8) Peserta mengikuti kegiatan yang dilakukan dari awal sampai akhir.           
3. Evalusi hasil
Diharapkan 80% dari kelompok mampu:
1) Bercakap-cakap dengan topik yang jelas antar klien.
2) Bekerjasama dengan perawat selama berinteraksi.

3.2.4 Alat : -
3.2.5 Metode
1. Diskusi dan tanya jawab
2. Permainan
3.2.6 Langkah kegiatan
1. Persiapan
1) Mengingatkan kontrak kepada pasien yang telah mengikuti sesi.
2) Mempersiapkan alat dan tempat pertemuan.
2. Orientasi
1) Salam terapeutik : salam terapis kepada pasien.
2) Evaluasi/validasi
(1) Menanyakan perasaan pasien saat ini.
(2) Terapis menanyakan cara mencegah halusinasi yang sudah
dipelajari.
(3) Terapis menanyakan pengalaman pasien dalam bercakap-cakap untuk
mencegah halusinasi.
3. Kontrak
1) Terapis menjelaskan tujuan kegiatan, yaitu pentingnya bercakap-cakap
untuk mencegah halusinasi.
2) Terapis menjelaskan aturan main, yaitu:
(1) Jika ada pasien yang ingin meninggalkan kelompok, harus minta ijin
kepada terapis.
(2) Lamanya kegiatan 30-40 menit.
(3) Setiap pasien mengikuti kegiatan dari awal sampai selesai.
3.2.7 Tahap kerja
1. Terapis menjelaskan pentingnya bercakap-cakap dengan orang lain untuk
mengontrol dan mencegah halusinasi.
2. Terapis meminta tiap klien menyebutkan orang yang biasa dan bisa diajak
bercakap-cakap.
3. Terapis meminta klien untuk menyebutkan pokok pembicaraan yang biasa
dan bisa dilakukan.
4. Terapis memperagakan cara bercakap-cakap jika halusinasi muncul “Suster
ada suara di telinga, saya mau ngobrol saja dengan suster” atau “Suster saya
mau ngobrol tentang kegiatan yang sudah saya lakukan hari ini”.
5. Terapis meminta klien untuk memperagakan percakapan dengan orang
disebelahnya
6. Berikan pujian atas keberhasilan klien.

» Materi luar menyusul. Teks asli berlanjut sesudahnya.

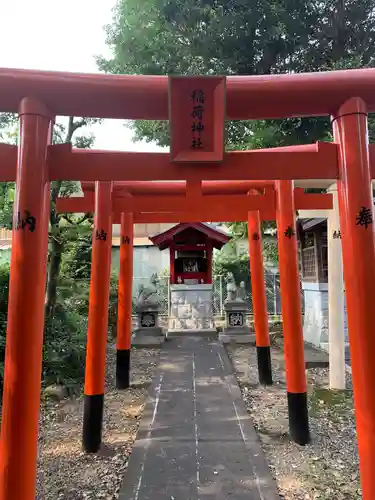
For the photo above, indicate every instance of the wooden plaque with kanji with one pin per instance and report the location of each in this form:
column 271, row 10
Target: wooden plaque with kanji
column 196, row 118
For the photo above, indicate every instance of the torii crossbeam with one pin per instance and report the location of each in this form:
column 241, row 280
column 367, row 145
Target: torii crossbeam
column 196, row 113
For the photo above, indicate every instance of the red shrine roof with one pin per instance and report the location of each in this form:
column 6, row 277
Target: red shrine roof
column 165, row 239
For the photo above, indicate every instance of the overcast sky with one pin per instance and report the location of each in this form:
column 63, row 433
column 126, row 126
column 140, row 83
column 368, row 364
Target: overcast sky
column 62, row 36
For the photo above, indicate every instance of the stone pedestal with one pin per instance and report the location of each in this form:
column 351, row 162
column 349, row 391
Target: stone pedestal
column 191, row 310
column 236, row 328
column 148, row 332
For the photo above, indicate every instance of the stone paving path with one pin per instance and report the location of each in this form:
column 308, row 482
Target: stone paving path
column 196, row 440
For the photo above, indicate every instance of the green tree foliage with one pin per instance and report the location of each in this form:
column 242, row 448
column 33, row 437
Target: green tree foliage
column 68, row 267
column 238, row 37
column 242, row 37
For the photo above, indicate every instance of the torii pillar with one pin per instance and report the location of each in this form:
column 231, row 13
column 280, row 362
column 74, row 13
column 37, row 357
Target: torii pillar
column 124, row 319
column 292, row 314
column 24, row 338
column 98, row 318
column 356, row 218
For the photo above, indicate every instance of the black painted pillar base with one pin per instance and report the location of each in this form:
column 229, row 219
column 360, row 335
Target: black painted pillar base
column 298, row 417
column 92, row 423
column 264, row 365
column 123, row 368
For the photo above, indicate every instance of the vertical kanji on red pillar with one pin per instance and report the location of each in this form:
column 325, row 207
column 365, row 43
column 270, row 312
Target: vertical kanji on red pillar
column 125, row 301
column 24, row 338
column 292, row 313
column 258, row 294
column 356, row 221
column 98, row 318
column 196, row 118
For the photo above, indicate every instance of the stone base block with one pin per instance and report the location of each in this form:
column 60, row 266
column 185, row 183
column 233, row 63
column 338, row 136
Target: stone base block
column 204, row 332
column 148, row 337
column 237, row 338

7. Ulangi sampai semua klien mendapat giliran.
3.2.8 Tahap Eliminasi
1. Evaluasi
1) Terapis menanyakan perasaan pasien setelah mengikuti TAK.

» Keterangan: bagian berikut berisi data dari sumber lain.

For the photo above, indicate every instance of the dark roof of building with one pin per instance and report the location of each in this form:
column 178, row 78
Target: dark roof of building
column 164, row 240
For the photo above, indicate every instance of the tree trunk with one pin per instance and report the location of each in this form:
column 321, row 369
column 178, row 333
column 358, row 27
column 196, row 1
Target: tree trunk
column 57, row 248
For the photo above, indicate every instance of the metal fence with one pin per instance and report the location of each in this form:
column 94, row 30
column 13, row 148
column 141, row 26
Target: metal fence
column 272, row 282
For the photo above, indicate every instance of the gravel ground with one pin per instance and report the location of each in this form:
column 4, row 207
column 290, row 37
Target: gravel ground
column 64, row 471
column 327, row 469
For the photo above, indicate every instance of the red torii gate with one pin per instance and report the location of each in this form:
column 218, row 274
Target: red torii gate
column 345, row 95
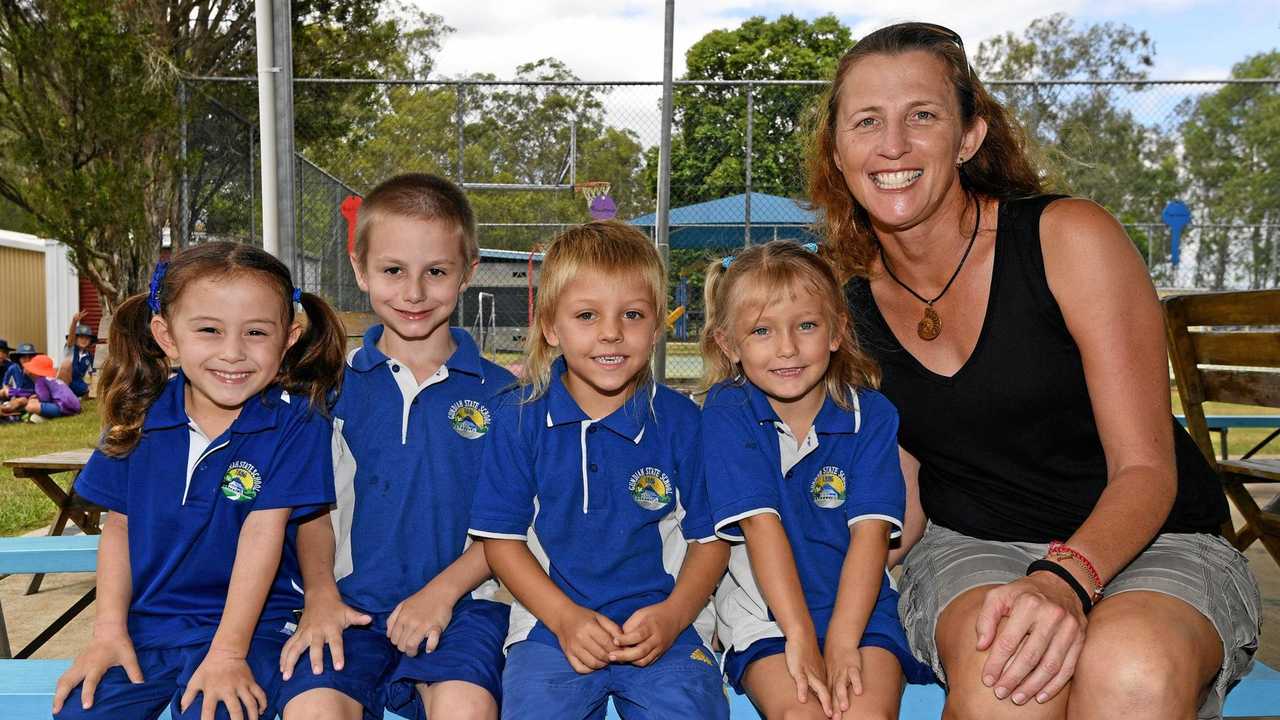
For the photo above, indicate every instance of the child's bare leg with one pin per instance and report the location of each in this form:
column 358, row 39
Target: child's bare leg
column 323, row 703
column 882, row 687
column 457, row 700
column 773, row 692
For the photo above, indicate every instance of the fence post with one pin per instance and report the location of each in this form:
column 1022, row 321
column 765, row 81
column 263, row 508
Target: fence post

2) Terapis memberi pujian atas keberhasilan kelompok.
2. Tindak Lanjut
Terapis menganjurkan pasien untuk menerapkan cara untuk menggunakan
koping yang adaptif.
3. Kontrak yang akan datang
1) Terapis menyepakati TAK yang akan datang.
Terapis membuat kesepakatan waktu dan tempat.